On the Utility of Miracles

(CUSHY Ride) One can get used to this.

(CUSHY Ride) One can get used to this.

The year’s drawing to a close and it’s All Saints Day. It’s a fitting time to survey the corpses of broken promises and unfulfilled hopes.

This year’s catalogue isn’t all that bad. We get better at forecasting the older we get: the more modest our aspirations, the less bitter our regret.

But let me put aside the tallying for now. The year still has two months left; some of the corpses may have life in them yet.


For the first time in perhaps three years, my lower back is virtually pain-free. Some absences are more acute than presence. I still marvel at the fact that I can sneeze these days without the attendant spasm.

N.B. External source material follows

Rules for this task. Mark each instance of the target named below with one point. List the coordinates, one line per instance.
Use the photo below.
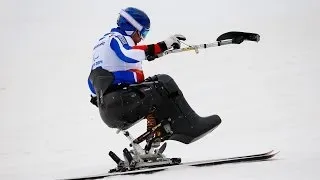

And, no, this didn’t even make it to my list of modest aspirations. The most I was hoping for was the maintenance of the status quo.

Does an unexpected minor miracle compensate for a dozen unmet expectations and thwarted ambitions?

Probably not. But then again, no one forecasts miracles. A bonus doesn’t make up for a loss, but it makes their endurance infinitely easier.


Another bonus (this one not as solemn): I’ve had a gold BMW 3 Series sedan at my disposal for the last two weeks. Having a BMW has never even been on my list of extravagant aspirations (gold-colored or otherwise).  This model is old, with over 120,000 kilometers on the odometer, but its leather-covered seats contour themselves nicely to my now pain-free lower back.

It goes from 0 to 80 km/h with worrisome alacrity. Whenever the acceleration happens, I think to myself: what do people do with this much speed gained at so little effort?

(And then I catch myself and have another thought: what do I gain from questioning every miracle—extravagant or otherwise?)

That’s when I settle my pain-free lower back more firmly into the soft leather cushions.


The year’s drawing to a close. My back’s remained steadily pain-free and J. hasn’t asked for his BMW back yet.

Let’s see what the next two months have in store.